Internet à domicile 

La possession d’un ordinateur est, bien évidement, le premier pas vers la connexion à l’internet, mais ce pas n’est pas toujours franchi. En effet, en 2005, 26% des foyers polonais déclarent un accès à l’internet, soit environ 57% des foyers équipés en ordinateur114. En comparaison avec 2003, on observe une légère amélioration (en 2003, 17% de foyers équipés d’un ordinateur dont 50% avec internet). Les facteurs facilitateurs de l’accès à l’internet à domicile sont très proches de ceux que nous avons mis en évidence pour l’équipement informatique. En effet, pour accéder à internet, la possession d’un ordinateur reste quasiment obligatoire, le nombre des personnes se connectant exclusivement grâce au téléphone mobile ou via un PDA restant résiduel. L’énumération de ces facteurs serait une répétition de la section précédente. Nous allons donc comparer les variables influençant les deux formes d’adoption de l’ordinateur (connecté ou non connecté) à domicile, à travers une analyse de régression logistique. Le raisonnement de type « toutes choses égales par ailleurs », permettra de différencier plus clairement les deux situations (cf. tableau ci-dessous).

Internet Haut Débit 

Du point de vue des usages, l’accès à internet à domicile n’est pas le seul facteur important. Le type d’accès joue aussi un rôle non négligeable.
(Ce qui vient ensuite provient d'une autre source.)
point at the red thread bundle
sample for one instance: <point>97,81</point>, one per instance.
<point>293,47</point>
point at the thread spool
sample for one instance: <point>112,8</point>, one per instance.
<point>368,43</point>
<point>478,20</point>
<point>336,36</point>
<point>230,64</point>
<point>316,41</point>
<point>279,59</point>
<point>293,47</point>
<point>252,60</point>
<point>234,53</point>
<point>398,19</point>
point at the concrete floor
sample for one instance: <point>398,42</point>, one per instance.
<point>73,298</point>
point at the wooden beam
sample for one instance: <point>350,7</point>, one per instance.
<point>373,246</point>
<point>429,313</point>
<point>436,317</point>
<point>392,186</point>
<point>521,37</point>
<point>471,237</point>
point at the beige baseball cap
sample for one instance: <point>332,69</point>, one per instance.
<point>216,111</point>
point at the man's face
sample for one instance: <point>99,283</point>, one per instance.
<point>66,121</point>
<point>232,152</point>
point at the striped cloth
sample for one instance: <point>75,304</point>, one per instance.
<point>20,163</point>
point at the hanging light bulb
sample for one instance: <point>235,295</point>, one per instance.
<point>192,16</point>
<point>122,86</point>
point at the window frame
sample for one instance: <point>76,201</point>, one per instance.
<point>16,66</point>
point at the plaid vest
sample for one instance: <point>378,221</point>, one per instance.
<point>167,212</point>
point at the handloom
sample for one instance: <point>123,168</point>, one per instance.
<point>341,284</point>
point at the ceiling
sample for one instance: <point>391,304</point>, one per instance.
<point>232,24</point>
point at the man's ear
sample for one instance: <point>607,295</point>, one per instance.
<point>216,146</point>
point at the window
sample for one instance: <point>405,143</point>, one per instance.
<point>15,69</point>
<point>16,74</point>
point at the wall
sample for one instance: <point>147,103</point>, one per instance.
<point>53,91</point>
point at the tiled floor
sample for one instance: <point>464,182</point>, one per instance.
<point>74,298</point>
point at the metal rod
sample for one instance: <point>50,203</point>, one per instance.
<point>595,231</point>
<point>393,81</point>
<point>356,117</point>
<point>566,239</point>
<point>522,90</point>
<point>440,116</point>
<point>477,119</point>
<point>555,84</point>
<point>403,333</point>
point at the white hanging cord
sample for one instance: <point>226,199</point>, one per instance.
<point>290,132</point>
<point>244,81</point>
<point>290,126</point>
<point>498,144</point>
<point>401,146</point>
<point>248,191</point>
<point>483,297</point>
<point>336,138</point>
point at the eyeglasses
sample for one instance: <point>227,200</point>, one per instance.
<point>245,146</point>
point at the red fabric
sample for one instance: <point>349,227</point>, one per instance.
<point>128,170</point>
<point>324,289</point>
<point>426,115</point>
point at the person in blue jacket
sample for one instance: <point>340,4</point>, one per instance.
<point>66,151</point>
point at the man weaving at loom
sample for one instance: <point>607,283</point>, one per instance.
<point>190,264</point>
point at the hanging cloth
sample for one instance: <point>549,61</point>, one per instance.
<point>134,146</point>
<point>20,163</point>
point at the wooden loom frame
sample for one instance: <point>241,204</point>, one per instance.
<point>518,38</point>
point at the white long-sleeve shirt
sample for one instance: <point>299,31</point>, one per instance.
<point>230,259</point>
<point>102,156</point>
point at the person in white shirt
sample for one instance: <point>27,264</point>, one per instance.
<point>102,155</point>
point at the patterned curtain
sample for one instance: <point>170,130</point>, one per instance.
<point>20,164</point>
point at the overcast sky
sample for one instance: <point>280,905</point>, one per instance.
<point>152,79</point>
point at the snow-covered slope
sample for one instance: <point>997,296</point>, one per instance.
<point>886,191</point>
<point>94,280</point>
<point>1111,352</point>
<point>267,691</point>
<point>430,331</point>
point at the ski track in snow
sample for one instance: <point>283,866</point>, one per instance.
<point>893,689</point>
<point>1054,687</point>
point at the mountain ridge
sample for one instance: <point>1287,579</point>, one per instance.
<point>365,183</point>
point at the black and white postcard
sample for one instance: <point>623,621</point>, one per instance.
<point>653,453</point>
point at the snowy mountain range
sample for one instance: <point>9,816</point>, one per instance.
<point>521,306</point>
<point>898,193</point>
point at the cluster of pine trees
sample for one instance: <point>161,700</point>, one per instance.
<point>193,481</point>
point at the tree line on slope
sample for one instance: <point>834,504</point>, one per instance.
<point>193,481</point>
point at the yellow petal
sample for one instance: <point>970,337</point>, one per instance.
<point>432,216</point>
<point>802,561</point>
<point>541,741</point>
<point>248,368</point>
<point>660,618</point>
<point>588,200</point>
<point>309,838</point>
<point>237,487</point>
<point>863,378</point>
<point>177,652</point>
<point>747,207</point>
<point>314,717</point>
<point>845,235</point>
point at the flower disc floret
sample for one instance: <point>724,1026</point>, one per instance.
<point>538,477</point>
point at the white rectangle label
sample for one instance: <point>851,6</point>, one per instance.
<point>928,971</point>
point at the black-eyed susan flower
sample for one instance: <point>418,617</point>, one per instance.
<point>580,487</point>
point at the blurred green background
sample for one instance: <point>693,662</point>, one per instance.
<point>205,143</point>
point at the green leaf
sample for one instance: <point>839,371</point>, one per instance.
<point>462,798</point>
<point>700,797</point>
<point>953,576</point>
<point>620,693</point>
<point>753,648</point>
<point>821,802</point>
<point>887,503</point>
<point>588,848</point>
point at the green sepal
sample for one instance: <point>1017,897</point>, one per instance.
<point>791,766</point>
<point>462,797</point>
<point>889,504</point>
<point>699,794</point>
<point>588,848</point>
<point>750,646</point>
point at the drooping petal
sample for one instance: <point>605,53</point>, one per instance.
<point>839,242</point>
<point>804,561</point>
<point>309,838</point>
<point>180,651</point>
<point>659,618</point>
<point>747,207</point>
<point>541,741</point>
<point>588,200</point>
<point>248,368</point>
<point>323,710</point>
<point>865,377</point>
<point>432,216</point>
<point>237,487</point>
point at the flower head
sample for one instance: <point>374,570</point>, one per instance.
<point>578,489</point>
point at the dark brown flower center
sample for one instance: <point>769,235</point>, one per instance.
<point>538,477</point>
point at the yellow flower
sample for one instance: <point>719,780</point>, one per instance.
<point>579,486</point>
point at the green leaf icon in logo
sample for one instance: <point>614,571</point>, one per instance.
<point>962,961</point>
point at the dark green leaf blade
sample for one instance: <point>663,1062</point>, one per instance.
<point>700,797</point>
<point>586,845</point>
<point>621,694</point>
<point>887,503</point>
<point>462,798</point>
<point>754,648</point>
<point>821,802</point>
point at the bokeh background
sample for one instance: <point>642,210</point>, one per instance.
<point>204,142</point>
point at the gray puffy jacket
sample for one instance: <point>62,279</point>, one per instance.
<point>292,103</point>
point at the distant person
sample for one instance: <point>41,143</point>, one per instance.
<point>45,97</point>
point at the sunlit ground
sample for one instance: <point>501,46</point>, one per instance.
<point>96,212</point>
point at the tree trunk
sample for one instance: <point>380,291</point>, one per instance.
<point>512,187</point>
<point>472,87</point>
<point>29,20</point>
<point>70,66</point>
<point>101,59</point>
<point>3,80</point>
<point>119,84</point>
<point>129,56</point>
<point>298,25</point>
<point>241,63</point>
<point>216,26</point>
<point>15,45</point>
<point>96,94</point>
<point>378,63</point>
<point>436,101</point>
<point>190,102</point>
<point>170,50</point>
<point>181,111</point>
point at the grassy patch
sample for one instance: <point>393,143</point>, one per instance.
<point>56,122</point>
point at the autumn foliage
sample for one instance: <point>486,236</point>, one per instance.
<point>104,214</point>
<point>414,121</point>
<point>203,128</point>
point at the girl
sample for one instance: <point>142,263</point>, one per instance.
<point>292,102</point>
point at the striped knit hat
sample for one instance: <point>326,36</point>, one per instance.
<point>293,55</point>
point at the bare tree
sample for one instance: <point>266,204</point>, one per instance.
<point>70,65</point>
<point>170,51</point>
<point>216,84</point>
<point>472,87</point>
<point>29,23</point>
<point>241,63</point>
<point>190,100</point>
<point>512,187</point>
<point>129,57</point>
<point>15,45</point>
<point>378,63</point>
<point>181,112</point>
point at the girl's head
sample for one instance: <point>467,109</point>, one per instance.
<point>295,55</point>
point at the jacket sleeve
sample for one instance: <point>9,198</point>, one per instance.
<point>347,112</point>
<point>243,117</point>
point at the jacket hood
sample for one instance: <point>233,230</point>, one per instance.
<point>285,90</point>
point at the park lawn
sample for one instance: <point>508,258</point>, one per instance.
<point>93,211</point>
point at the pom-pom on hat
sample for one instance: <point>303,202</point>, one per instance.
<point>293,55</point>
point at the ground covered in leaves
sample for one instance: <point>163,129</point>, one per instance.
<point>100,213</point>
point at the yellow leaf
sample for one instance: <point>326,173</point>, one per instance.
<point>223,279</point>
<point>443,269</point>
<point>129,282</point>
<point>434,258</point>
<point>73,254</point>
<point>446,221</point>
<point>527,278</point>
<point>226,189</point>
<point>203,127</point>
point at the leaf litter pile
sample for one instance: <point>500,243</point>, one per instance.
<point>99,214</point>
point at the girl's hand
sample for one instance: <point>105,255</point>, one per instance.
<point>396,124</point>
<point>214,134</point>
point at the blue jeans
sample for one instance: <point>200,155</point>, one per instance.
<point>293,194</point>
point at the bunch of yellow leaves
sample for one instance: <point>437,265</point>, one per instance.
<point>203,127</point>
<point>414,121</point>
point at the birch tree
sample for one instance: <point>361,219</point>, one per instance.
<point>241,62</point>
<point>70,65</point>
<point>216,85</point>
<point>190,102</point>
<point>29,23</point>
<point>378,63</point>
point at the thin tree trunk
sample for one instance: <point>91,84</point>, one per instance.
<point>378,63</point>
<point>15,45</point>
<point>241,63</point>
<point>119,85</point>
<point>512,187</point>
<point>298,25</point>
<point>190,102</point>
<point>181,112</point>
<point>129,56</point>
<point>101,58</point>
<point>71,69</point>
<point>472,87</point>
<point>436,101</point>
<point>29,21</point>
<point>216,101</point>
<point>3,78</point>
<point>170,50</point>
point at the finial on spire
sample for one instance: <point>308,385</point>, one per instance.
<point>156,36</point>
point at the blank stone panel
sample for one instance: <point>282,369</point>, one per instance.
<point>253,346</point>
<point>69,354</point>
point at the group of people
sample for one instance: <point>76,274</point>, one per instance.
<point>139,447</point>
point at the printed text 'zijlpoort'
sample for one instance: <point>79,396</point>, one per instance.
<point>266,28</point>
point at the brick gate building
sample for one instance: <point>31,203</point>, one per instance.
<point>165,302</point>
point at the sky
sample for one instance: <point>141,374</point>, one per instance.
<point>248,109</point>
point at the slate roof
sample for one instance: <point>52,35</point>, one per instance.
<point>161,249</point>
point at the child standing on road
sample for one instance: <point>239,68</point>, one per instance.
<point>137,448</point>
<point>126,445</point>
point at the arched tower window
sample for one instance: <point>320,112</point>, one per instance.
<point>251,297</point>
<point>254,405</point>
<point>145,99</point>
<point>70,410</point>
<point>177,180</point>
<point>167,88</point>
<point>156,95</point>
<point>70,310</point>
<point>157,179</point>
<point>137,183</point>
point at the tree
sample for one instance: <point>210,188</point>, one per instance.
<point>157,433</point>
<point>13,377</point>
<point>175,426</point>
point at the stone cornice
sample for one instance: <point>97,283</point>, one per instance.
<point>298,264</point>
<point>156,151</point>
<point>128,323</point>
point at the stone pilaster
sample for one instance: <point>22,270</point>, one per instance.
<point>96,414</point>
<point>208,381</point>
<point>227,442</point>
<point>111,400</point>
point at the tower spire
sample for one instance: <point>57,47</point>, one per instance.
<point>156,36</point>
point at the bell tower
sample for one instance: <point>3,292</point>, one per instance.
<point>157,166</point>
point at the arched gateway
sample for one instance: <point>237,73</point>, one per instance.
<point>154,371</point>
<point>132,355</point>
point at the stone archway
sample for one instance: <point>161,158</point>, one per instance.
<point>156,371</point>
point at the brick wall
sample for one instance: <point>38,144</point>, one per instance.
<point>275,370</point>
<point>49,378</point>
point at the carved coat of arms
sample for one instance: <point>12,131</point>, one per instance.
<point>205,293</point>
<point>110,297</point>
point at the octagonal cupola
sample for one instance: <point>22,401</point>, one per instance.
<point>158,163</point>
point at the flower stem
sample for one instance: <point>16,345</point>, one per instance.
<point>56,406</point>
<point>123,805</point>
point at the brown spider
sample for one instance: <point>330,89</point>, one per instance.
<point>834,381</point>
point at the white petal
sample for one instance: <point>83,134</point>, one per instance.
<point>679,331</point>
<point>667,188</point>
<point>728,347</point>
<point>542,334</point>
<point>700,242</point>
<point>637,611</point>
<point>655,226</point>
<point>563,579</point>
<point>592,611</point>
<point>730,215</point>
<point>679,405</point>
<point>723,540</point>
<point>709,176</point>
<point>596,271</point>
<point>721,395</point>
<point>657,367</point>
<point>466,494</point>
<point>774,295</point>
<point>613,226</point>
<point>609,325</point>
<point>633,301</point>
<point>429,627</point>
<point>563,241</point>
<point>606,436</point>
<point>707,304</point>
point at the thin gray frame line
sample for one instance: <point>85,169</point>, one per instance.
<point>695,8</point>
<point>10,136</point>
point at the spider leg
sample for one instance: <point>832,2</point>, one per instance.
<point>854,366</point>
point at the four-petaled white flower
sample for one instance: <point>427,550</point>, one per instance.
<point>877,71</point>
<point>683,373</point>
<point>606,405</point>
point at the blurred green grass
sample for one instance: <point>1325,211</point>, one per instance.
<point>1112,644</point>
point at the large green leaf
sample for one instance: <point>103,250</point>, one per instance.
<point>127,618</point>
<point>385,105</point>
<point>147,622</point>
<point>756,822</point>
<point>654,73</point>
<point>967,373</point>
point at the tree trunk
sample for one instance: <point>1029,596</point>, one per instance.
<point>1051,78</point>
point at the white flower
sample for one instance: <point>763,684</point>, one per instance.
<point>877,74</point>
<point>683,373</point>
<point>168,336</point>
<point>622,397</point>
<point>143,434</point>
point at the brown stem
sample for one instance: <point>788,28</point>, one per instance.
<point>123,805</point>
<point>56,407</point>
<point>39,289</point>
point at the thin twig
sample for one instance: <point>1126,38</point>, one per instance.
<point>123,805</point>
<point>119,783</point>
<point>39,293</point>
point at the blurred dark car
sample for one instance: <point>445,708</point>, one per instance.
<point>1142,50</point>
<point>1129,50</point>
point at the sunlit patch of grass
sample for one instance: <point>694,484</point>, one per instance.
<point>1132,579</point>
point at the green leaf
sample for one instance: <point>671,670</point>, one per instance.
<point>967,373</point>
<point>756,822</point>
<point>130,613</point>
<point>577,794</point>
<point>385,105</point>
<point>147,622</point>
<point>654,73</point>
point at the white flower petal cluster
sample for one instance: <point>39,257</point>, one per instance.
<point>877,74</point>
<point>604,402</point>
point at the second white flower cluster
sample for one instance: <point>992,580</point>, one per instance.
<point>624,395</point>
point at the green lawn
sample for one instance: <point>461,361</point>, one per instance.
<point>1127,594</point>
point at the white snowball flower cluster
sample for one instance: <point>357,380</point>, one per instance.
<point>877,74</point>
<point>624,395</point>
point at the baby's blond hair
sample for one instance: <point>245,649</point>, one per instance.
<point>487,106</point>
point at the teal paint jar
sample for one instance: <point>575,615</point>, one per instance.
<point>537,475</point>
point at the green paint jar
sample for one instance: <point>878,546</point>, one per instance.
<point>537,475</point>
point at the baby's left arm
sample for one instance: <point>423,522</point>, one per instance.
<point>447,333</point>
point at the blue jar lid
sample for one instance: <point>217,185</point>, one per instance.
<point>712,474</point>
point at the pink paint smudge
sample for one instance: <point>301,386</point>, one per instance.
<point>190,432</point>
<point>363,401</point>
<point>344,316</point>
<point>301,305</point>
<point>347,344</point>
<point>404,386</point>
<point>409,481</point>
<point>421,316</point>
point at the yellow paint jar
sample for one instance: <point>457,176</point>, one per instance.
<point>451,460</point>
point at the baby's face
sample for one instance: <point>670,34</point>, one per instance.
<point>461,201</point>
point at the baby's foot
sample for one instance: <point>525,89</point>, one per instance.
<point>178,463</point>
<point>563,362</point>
Entre une connexion par modem téléphonique, payée à la minute, et une connexion large bande, permanente et forfaitaire, les différences dans la diversité et surtout dans la durée d’utilisation sont très grandes115. En 2005, parmi les foyers ayant accès à internet à domicile, 63% ont un accès haut débit (cela représente 16% des tous les foyers en Pologne). Pour 40% il s’agit de l’ADSL et pour 23% d’un accès via le câble TV. Durant les deux années séparant les vagues de l’enquête, la situation a fortement évolué. En effet, en 2003, les trois quarts des foyers accédaient à internet par un modem téléphonique, en 2005, le haut débit était deux fois plus fréquent que la connexion par modem. Ce fait agit en filigrane sur la transformation des usages d’internet observée dans notre échantillon, mais il introduit aussi un effet d’infrastructure, puisqu’il renforce les écarts entre zones urbaines et rurales. On observe alors que l’accès à internet haut débit est beaucoup plus répandu dans les grandes villes (28% dans les cités de plus de 500.000 habitants contre 16% en général). Il se diffuse aussi dans d’autres villes (entre 25% et 19%), mais il est presque inexistant à la campagne (5%). L’effet de l’infrastructure constaté en Pologne n’est pas spécifique à ce pays. En France, mi-2004, une étude du CREDOC observait également que la pénétration de haut débit en Ile-de-France était trois fois supérieure aux taux de connexion large bande dans les zones rurales (Bigot 2004: 9). Comme pour l’ordinateur en général, le nombre des actifs professionnellement au foyer (25% des foyers avec les actifs dispose d’un accès large bande) et surtout la présence des enfants scolarisés (28%) augmente la probabilité de souscription à un abonnement internet rapide. La motivation professionnelle et scolaire est bien un facteur qui pousse à l’accès aux contenus de l’internet, au moins pour la prise de décision d’équipement. 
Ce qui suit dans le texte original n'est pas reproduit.